Autore: de Majo Cristiano
Casa Editrice: Ponte Alle Grazie
Genere: Romanzo
Pagine: 241
Prezzo: 16,50
Alla fine della lettura di Guarigione, il lettore non può che trovarsi d’accordo con gli strilli in evidenza sulla fascetta rossa che abbraccia la copertina: Cristiano de Majo è “uno degli autori più originali e ambiziosi del momento” paragonabile a “Borges, Calvino, Perec, Queneau”. Partendo dal dato biografico (un tumore al testicolo, un aborto, l’inaspettata gravidanza di due gemelli, uno dei quali nascerà affetto da una malattia genetica della pelle), l’autore intreccia continuamente il bios dell’essere umano all’èidos dell’esistenza, declinando le sfumature del reale attraverso esperienze, pensieri e riflessioni. La prosa disincantata e asciutta non sminuisce la carica emotiva del testo, bensì la esalta: “Tendo a pensare, invece, che la cosa abbia più a che fare con il rapporto tra letteratura ed esperienza. Per anni sono stato un appassionato lettore di complicate costruzioni cerebrali e, anche se non sento il bisogno di rinnegare i miei vecchi amori letterari, ho la sensazione che, diventando più vecchio e accumulando sempre più esperienze, stia cercando una letteratura che mira a rappresentare la complessità della vita anche sul piano piano emotivo. Una letteratura che parla di dolore, di perdita, o anche di amore e di felicità in modo esplicito” (p. 125).
Ben lontano dall’esposizione pornografica del dolore, Guarigione parla della malattia come luogo di accesso e chiave della vita (e non solo come sua negazione), intercettando la metafora del deserto (luogo emblematico anche per le vicende narrate) come tabula rasa, sì, ma anche come punto d’osservazione per eccellenza di possibilità infinite. In questo viaggio nella carne, molte sono le parole chiave che nel procedere riflessivo subiscono una risemantizzazione ad personam: dolore, paternità, malattia, colpa, amore, rapporti con gli altri, gestione del proprio tempo, ricordo, nostalgia e morte. De Majo non cade nella banalizzazione enciclopedica della schematizzazione, non prevede una netta suddivisione in parti del libro (che sono Dopo, Prima, Incredulità, Responsabilità, Sulle tracce del lupo) corrispondente ai temi trattati, così come non imposta volutamente un modo per affrontarli e uno stile cui affidarli. Il racconto biografico s’intreccia e si sovrappone a quello diaristico, alla citazione, al ricordo, alla riflessione filosofica, alla ricerca, all’interdisciplinarietà, alla confessione e al viaggio, polverizzando l’idea di genere letterario a favore della letteratura tout court. Con l’intenzione di oltrepassare la convenzione narrativa del patto di finzione tra scrittore e lettore, l’autore tesse una serie infinita di collegamenti ipertestuali, uscendo, per poi rientrare, dal Reale come farebbe l’ago che guida il filo di sutura.
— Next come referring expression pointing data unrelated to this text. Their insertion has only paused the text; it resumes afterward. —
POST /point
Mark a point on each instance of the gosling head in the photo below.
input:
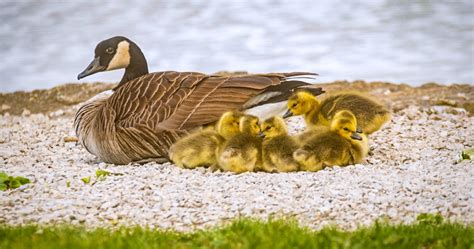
(344, 123)
(229, 124)
(116, 53)
(274, 126)
(249, 125)
(301, 103)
Senza mai banalizzare, l’interrogativo, più o meno esplicito, che si rincorre tra le righe del testo è l’esistenza di un oltre (non un aldilà) rispetto al corpo, la cui spia è rintracciabile in quella particolare speciazione del destino che va dalla predeterminazione del proprio daimon alla caparbia capacità evoluzionistica dell’uomo: “Si tende a inquadrare la credenza nel destino in un rapporto di proporzionalità inversa con il livello socio-culturale, ma è più interessante osservare come ognuno di noi percepisca il destino con un diverso grado di intensità a seconda dei momenti della vita. In tempi diversi, la stessa persona può sentirsi totalmente preda delle decisioni del destino così come completamente padrona della sua vita” (p. 115). La lucida frammentarietà dei contenuti ricompone un insieme vivo e mobile, rivivendo il riflesso dell’altro (moglie, figli, amici e genitori) in quanto persona e non personaggio nell’alternanza delle imprevedibilità del vivere. Risalendo controcorrente il flusso contemporaneo del trauma come finzione, la scrittura estrema di de Majo ristabilisce il corretto rapporto di rispondenze tra realtà e rappresentazione, poiché la letteratura, ieri come oggi, non genera e non si sostituisce alla biologia (abusata la metafora dell’opera come filiazione dell’artista), bensì, al pari delle scienze esatte, rigenera e cura, rende possibili modi sempre nuovi di guarigione.